This question was asked by myself on the math stackexchange a few days ago. I thought I'd repeat it here:
Let $X$ be a normed, real vector space of uncountable dimension. Let $X^*$ denote the set of all continuous linear functions from $X$ to $\mathbb{R}$. Does there exist a metric $d : X^* \times X^* \to \mathbb{R}$ such that a sequence $(\varphi_n)_{n=1}^\infty$ in $X^*$ converges to $\varphi$ with respect to $d$ if and only if $\varphi_n(x) \to \varphi(x)$ for all $x \in X$?
I believe the answer to this question is no, but I have been unable to show it.
I am aware that "the topology of pointwise convergence" -- the weak* topology -- is not metrizable. However, there exist distinct topologies which agree on their convergent sequences, so it is possible for such a metric to exist while still inducing a different topology from the weak* topology.

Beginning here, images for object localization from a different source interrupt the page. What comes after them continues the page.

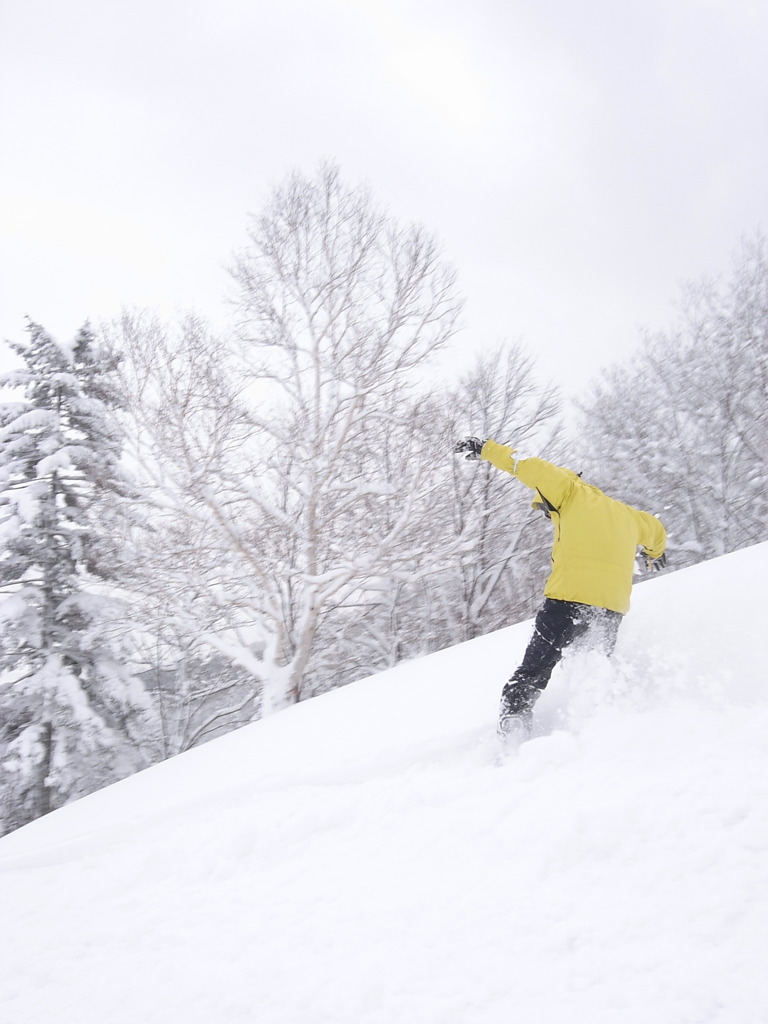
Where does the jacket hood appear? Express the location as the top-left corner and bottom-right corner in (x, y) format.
(531, 472), (579, 512)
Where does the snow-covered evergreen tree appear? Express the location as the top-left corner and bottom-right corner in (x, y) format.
(0, 322), (149, 835)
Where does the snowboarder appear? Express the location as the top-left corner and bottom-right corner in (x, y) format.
(454, 437), (667, 740)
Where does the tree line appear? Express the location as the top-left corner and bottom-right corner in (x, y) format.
(1, 164), (766, 834)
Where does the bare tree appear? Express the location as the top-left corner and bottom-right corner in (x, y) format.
(111, 165), (462, 713)
(577, 232), (768, 567)
(425, 343), (565, 644)
(228, 164), (461, 707)
(102, 310), (268, 740)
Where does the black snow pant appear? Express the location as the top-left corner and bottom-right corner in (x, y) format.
(500, 598), (623, 719)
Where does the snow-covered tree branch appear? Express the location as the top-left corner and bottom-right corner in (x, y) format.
(0, 322), (151, 835)
(109, 165), (463, 712)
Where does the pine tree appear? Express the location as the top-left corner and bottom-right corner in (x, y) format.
(0, 321), (149, 834)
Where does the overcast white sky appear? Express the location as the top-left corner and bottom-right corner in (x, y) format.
(1, 0), (766, 395)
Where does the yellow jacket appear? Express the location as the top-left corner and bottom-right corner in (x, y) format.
(481, 440), (667, 614)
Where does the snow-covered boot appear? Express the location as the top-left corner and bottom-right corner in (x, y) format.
(498, 709), (532, 745)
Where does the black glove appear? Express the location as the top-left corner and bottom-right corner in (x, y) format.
(453, 436), (486, 461)
(643, 551), (667, 572)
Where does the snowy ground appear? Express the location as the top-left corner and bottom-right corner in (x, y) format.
(2, 544), (768, 1024)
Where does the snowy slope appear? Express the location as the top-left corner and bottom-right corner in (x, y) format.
(2, 544), (768, 1024)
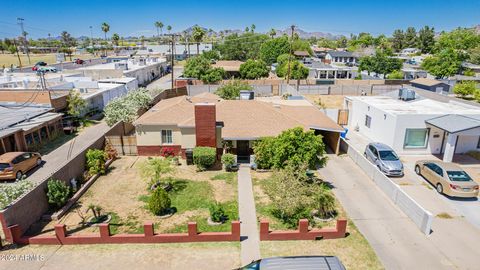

I have seen this question which asks a more general question about when the metric topology agrees with the weak topology induced by a family of functions. The answer to this question presents sufficient conditions; I am interested in necessary conditions.
Here's what I know:
- If $X$ has countable dimension, then there does exist a metric which does this: namely, $d(\varphi, \psi) = \sum_{n = 1}^\infty 2^{-n} \frac{|\varphi(x_n) - \psi(x_n)|}{|\varphi(x_n) - \psi(x_n)|+1}$ where $\{x_n : n \in \mathbb{N}\}$ is a linear basis of $X$.
- Pointwise convergence on every basis vector implies pointwise convergence everywhere. So, the question may equivalently be stated: "does there exist a metric $d : X^* \times X^* \to \mathbb{R}$ such that $\phi_n \to_d \phi$ if and only if $\phi_n(x_i) \to \phi(x_i)$ for all basis vectors $x_i$?"
- When $X$ is separable, such a metric exists on the unit ball (with respect to the operator norm) of $X^*$.
I have tried (without success) to reduce the problem to that of the metrizability of the weak* topology by arguing that any metric which satisfies the desired property must in fact induce the weak* topology. In particular, I have tried to show that the family of open sets $S = \left\{ e_x^{-1}(U) : x \in X, U \subseteq \mathbb{R} \text{ is open} \right\}$ is a subbase for the topology induced by $d$ (here, $e_x$ denotes the evaluation map $f \mapsto f(x)$).
I have also tried to directly derive a contradiction by constructing a sequence of functionals which must converge to zero but do not converge pointwise.